As one court noted in discussing the many variables that can influence the determination of equity, “[w]e deal here in likelihoods and probabilities,” not “exactitude.” Vlahos v. Pitts (In re Pitts), 2 B.R. 476, 478 (Bankr.C.D.Cal.1979). In determining fair market value, “the court can only endeavor to make a reasonable estimate of value based upon expert testimony presented to it in court.” Whitinsville Savings Bank v. Grundstrom (In re Grundstrom), 14 B.R. 791, 793 (Bankr.D.Mass.1981). The ease before the Court presents a difficult problem because the two expert witnesses used different methods of valuation, and came to distinctly different conclusions both as to the highest and best use of the property, and its mar *898 ket value. Based upon all the evidence, including the speculative nature of the value of the liquor license (as appraised by the debtor’s expert witness), the inherent weakness in SBA’s appraisal which failed to include an interior inspection, and the notion that my guess is as good as theirs, the Court concludes that $85,000 reasonably represents the value of the subject property.

The amount of encumbrances is not in dispute, but the debtor does argue that postpetition interest and taxes should not be considered in determining whether the debtor has equity in the property. Although “there is some debate as to the operative date for making the necessary calculation of the amount of the claim entitled to adequate protection,” La Jolla Mortgage Fund v. Rancho El Cajon Associates, 18 B.R. 283, 287 (Bankr.S.D.Cal. 1982), in this case four years have passed since the debtor filed her petition, and the delay is attributable exclusively to Ergie Kertennis. Accordingly, May 29, 1984, the date of the hearing on SBA’s motion, will be used as the date for valuation of SBA’s claim.

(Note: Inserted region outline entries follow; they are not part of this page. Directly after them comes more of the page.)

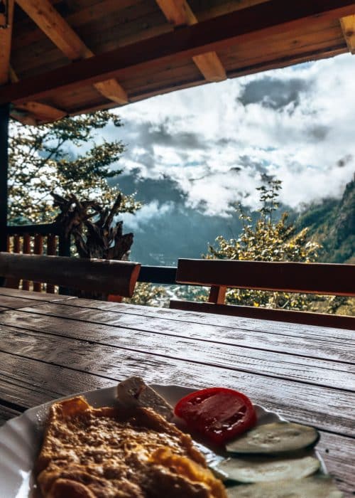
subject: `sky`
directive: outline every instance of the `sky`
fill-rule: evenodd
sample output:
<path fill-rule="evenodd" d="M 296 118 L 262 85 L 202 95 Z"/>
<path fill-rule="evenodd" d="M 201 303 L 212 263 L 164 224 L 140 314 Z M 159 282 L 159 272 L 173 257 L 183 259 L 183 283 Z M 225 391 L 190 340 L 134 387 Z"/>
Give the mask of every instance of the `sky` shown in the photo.
<path fill-rule="evenodd" d="M 126 145 L 120 179 L 159 186 L 137 216 L 165 213 L 169 195 L 210 216 L 230 216 L 239 201 L 255 208 L 264 174 L 295 209 L 339 197 L 355 171 L 354 74 L 346 54 L 116 109 L 124 126 L 104 137 Z"/>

The parties stipulate that the total principal and interest currently owed to SBA on the two notes is $73,439.34. Because the Court finds, for reasons stated below, that there is a modest equity cushion in the property secured by the notes, postpetition interest continues to accrue on SBA’s secured claim. 11 U.S.C. § 506(b). See also 3 Collier on Bankruptcy ¶ 502.-02[2] (15th ed. 1984) (“the payment of interest which accrues after the date of the petition is permitted when the security for the debt, i.e., the collateral, is sufficient inasmuch as that collateral is security for the payment of interest as much as for the payment of the principal debt”). Thus, $73,439.34, the full amount of the principal and interest owed on the SBA notes, is the figure to be used in calculating the debtor’s equity.

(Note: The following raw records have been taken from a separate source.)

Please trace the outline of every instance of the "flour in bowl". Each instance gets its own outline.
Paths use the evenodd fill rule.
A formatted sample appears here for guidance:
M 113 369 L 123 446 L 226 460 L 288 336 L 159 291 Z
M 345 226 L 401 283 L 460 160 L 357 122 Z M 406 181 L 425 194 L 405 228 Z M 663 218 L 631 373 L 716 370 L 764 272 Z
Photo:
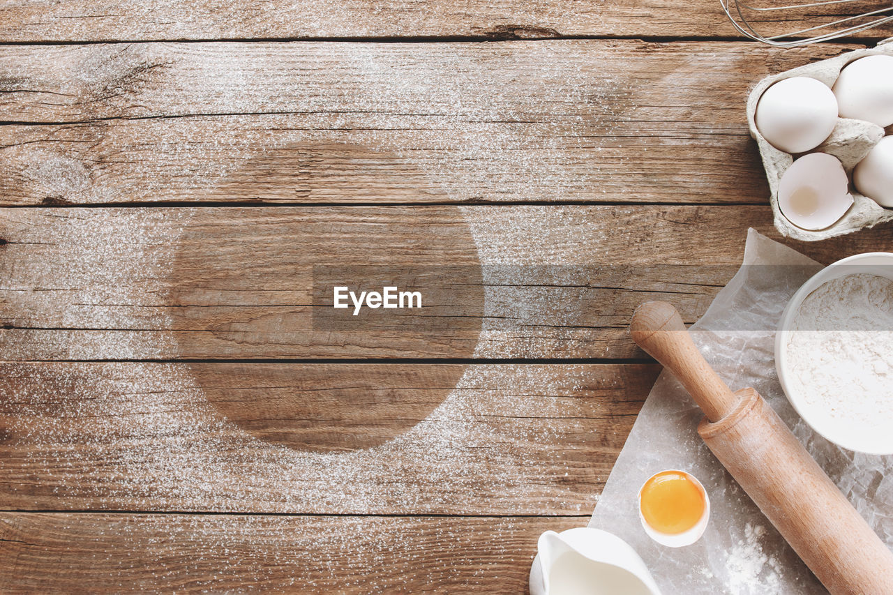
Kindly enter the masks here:
M 787 380 L 801 415 L 847 444 L 883 441 L 893 429 L 893 280 L 831 280 L 806 297 L 790 330 Z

It is also agreed that the debtor owes $11,321.33 in local real estate taxes (including interest) on the property, but the parties disagree over the portion of this figure to be used in computing the debtor’s equity. The equity cushion has been defined as “value in the property above the amount owed to the creditor with a secured claim, that will shield that interest from loss due to any decrease in the value of the property during the time the automatic stay remains in effect.” La Jolla Mortgage Fund v. Rancho El Cajon Associates, 18 B.R. 283, 287 (Bankr.S.D.Cal.1982) (citation omitted). Taxes continue to accrue during bankruptcy and are part of the total encumbrances that must be considered in determining the existence and extent of the equity cushion. See, e.g., Whitinsville Savings Bank v. Grundstrom (In re Grundstrom), 14 B.R. 791, 792-93 (Bankr.D.Mass.1981); North East Federal Savings and Loan Ass’n v. Mikole Developers, Inc. (In re Mikole Developers, Inc.), 14 B.R.